But what if you don’t have access to a hypoxic chamber? Well, a separate study suggests a zero-cost solution. Over eight sessions, athletes were asked to exhale and hold their breath before running for six seconds at a time; after that, they exhaled again to get rid of carbon dioxide accumulated in their lungs, before breathing normally to recover (that last bit’s pretty crucial if you don’t fancy fainting in the park). The scientists posit that performance gains could be attributed to improved muscle reoxygenation, better muscle recruitment and reduced fatigue.
This can be hard going, so only try it under the watchful gaze of a fitness professional. Master it, though, and you could see some breathtaking results...
Get More from Each Session with Three More Simple Hacks
01/ UP IN ARMS: Far from wasting energy, purposefully pumping your arms back and forth as you run will boost both the metabolic benefits and efficiency of your efforts.

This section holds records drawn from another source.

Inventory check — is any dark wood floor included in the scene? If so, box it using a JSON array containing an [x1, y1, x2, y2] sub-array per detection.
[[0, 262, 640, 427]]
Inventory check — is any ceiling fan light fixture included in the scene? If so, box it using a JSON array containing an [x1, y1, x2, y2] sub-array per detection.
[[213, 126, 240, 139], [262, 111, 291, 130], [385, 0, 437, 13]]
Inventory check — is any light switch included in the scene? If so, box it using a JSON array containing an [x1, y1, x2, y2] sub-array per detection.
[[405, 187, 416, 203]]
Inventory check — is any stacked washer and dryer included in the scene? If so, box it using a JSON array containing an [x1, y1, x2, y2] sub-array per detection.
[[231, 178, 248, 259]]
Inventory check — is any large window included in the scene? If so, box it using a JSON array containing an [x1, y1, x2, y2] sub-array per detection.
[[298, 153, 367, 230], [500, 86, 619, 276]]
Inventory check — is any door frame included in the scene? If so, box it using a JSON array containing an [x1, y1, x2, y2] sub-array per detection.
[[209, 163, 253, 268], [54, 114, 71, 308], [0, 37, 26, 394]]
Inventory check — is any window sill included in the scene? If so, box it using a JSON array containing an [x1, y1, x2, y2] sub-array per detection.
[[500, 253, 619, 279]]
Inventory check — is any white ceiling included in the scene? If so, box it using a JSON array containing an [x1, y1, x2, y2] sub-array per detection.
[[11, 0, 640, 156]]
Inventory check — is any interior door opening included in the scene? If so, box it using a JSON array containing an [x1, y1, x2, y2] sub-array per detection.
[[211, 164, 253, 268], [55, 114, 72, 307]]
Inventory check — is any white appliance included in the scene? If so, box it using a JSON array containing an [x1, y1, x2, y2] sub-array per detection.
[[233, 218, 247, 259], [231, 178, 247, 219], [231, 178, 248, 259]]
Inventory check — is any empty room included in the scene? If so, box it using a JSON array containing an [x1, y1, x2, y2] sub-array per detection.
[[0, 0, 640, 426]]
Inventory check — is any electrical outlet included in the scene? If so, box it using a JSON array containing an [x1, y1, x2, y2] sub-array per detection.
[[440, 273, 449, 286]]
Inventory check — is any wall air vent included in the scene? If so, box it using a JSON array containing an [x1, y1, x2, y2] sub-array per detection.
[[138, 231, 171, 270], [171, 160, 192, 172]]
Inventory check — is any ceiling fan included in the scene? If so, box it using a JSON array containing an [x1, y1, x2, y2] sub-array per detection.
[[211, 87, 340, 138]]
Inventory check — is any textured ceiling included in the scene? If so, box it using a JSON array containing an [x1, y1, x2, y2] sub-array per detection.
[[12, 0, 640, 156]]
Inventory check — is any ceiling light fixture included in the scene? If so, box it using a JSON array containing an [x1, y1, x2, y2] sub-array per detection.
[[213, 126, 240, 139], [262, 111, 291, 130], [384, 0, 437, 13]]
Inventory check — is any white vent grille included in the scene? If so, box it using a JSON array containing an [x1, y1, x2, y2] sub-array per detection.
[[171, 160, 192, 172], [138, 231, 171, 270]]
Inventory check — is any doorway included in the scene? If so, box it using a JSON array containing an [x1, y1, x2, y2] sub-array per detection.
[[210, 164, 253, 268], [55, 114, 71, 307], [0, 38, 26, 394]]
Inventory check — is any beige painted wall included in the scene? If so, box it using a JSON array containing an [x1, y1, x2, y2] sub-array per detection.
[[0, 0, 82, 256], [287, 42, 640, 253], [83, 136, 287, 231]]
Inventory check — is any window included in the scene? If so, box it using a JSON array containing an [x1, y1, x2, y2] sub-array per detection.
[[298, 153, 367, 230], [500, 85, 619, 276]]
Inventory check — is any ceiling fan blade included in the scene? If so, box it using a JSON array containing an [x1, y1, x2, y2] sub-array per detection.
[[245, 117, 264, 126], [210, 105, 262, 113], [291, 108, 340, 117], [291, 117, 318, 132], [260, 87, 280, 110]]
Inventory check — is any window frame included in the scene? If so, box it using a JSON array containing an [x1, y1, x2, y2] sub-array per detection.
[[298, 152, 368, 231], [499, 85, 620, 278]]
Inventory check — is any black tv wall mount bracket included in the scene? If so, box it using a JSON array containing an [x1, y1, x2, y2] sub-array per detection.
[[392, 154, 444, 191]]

Swing and you’re winning.
02/ GET DOWN: A 2020 Brazilian study found that a single 30-minute downhill running workout helped athletes feel less fatigued during a flat-ground run two weeks later.
03/ HARD AND FAST: If you find yourself short on time, concentrate your cardio into eight 20-second bite-size sets at high intensity, resting for 10 seconds between each burst, for fast improvements to your oxygen uptake.